Возвращаясь, мы зашли попрощаться с Ленцовым, захватив бутылку «Белого аиста».
— А, Лемешко! — бутылка нечувствительно исчезла в недрах стола.
— Спасибо, Иван Трифонович, без вас нам бы тут не обернуться. Но вот — набрали. Можно и сейчас определить вашу долю.
Интересно, сколько потребует? Веки Ленцова тяжело опустились. Он переваривал сказанное.
— Ладно. Потом. Вот это сделаете для района, — Лендов протянул длинный список. Я наскоро прикинул: шестьсот рублей надо заплатить только мастеру. Не мало, но куда денешься?
До Москвы летели самолетом, с посадкой в Вологде. В папке лежали договора на сумму восемьдесят.тысяч рублей.

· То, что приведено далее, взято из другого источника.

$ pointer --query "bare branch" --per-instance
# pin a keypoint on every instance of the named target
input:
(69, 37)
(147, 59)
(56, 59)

В Донецке мама Алика ответила в трубку:
— Его нет в городе… скоро будет.
Я забежал в магазин к Марине. Дела пришлось отложить, но в ресторане Марина пообещала узнать, кто возьмется сделать стенды и прочую наглядную дребедень. Потом мы поехали ко мне. Взвизгнула дверь подъезда, но, увы, это был и визг несмазанного колеса Фортуны. На лестнице стоял Гурам. Вот так кончается хорошее и начинается черт-те что.

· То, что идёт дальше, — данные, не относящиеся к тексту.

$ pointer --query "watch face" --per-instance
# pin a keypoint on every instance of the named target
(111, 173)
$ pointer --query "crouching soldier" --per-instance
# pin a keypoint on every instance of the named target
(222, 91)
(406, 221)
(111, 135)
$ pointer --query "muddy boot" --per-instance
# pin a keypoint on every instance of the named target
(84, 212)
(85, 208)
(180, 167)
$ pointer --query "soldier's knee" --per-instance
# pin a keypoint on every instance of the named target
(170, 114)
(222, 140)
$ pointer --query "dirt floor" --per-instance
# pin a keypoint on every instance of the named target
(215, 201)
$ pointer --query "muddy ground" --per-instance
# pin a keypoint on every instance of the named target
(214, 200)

— Одну минуту, Гурам. Сейчас все объясню. Марина, иди в дом, мы тут потолкуем о делах.
Как только девушка исчезла, на плечо мне легла тяжелая рука.

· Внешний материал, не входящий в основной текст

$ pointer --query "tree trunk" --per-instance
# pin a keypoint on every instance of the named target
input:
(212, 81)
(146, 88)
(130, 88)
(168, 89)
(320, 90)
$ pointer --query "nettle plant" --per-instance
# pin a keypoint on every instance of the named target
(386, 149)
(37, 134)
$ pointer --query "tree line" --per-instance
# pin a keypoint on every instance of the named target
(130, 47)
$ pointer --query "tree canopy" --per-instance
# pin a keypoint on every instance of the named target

— А теперь слушай сюда. Ты почему брал у Саши мои деньги? Свой долг Алик возвратил и смылся. Давай половину, и без фокусов. Машина за домом, ребята давно ждут, соскучились.
— Да брось, Гурам. Дома деньги…
— Дома! А если тебя, сука, засунуть в мусорный бак на корм крысам?..
— Ну, что ты… Мы же привезли почти на сто тысяч договоров!
— С моих кровных крутишься, падла! Ну, хоть непропил… — голос Гурама помягчал. — Ладно, пошли за договорами. Не знаю, кто тебе дал «показуху», но мастеру надо отдать третью часть. У тебя есть тридцать тысяч?
…Работу мастера делали почти два месяца. Алик так и не объявился. Мать его ничего вразумительного не говорила, видно, боялась. Что бы я делал без Гурама, я был Согласен на любые грабительские проценты!
Наконец контейнер с готовой работой на станции. Каесирша бойко сообщила, что отправки придется ждать не меньше месяца. Гурам подумал, сходил в каптерку грузчиков — и наши стенды на следующий день двинулись в путь.
— Вот так, — сказал Гурам. — Полсотни на ровном месте. Ну, что ж, живи сам и дай жить другому. Ты понял? — и жестко посмотрел на меня, как бы напоминая неприятные минуты в подъезде.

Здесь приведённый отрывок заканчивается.